After an absence of several years from the official competition, Kaouther Ben Hania brought Tunisian cinema back to Cannes. The return was a success as her documentary won the prestigious L’œil d'or award.

Four Daughters (Les Filles d'Olfa) follows Olfa, a Tunisian woman and the mother of four daughters. One day, her two older daughters disappear. To fill in their absence, the filmmaker Ben Hania invited professional actresses and invents a unique cinema experience that will lift the veil on Olfa and her daughters’ life stories. An intimate journey of hope, rebellion, violence, transmission and sisterhood that will question the very foundations of our societies

AM: After a long pause, how does it feel to be representing Tunisian cinema in the official competition at Cannes?
KBH: Happy and proud. Though my main responsibility was to create the film but not the outcome nor awards that come afterwards. When I finish a film, I complete the project and starting working on the next one.

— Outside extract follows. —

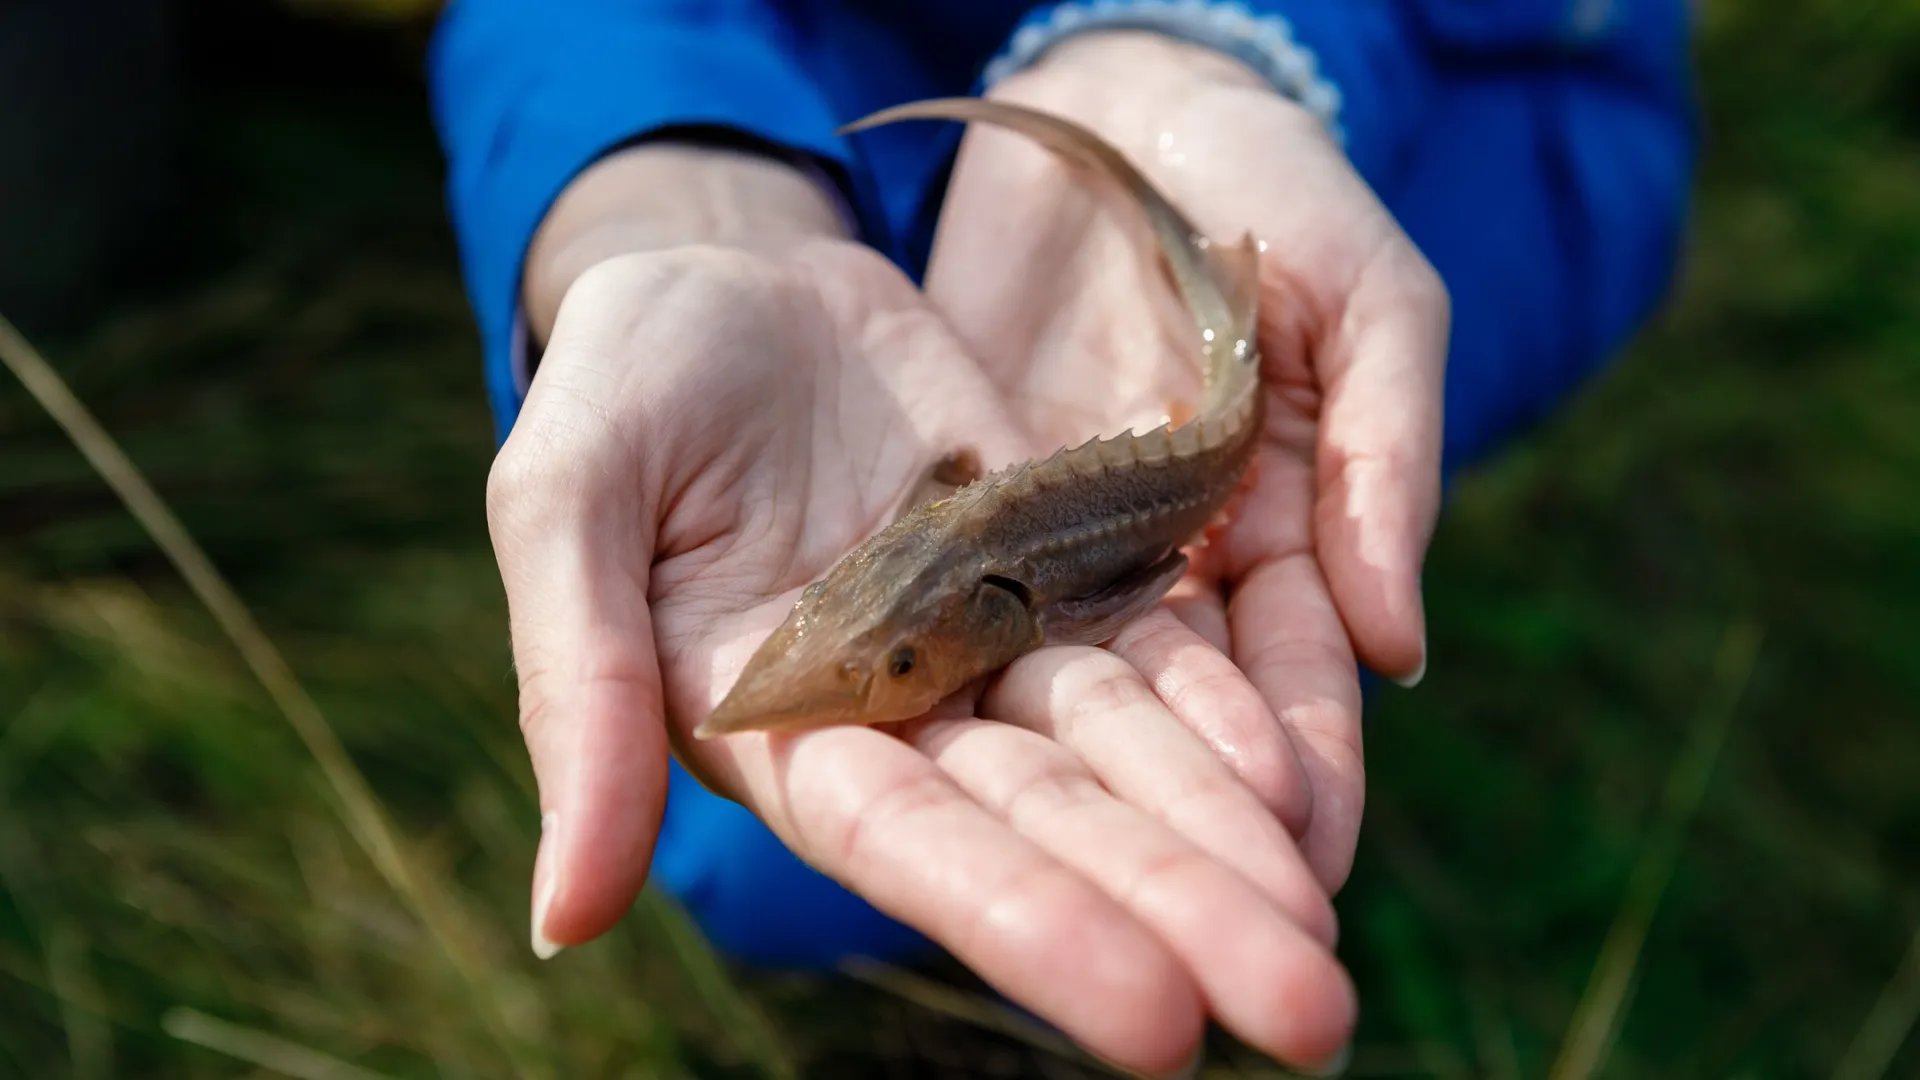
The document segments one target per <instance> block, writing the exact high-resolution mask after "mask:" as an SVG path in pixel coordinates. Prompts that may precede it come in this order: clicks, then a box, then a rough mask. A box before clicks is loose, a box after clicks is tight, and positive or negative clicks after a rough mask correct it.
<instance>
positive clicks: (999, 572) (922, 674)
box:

AM: How would you describe the storyline of Four Daughters?
KBH: It’s about the relationship we have with our mothers and fathers, and though we mention ISIS, for me it’s just a means to establish tragedy.  

AM: Tell us more about your relationship with Olfa…
KBH: At first, she thought I was a journalist as people were judging her and attacking her on social media. I told her that I just wanted to understand her story and that of her daughters. She felt that I was someone interested in listening to her, and those things that I understood, were shared with the audience

AM: And why Hend Sabry?
KBH: I’ve been wanting to work with Hend for several years now. And Olfa actually suggested her in a way, as Hend has acted in a similar Tunisian film. She was the right person for the role.

AM: And how was the filming process like?
KBH: Overall, the documentary feels like a making-off with a lot of spontaneous moments that feed into the story. The most important was the relationship we shared together, and I tried my best to eliminate any complications or hierarchy. Our team was extremely small and multitasking. It was a safe space and I chose only women for the crew. We did a list of what behaviors weren’t accepted and it established a sorority and allowed me to capture sensitive topics.

AM: You mentioned that you dislike stereotypes about Tunisian women…
KBH: There is no one Tunisian woman, though everyone wants to put her is a specific cast, but she is multi-faceted. She is individual and complex.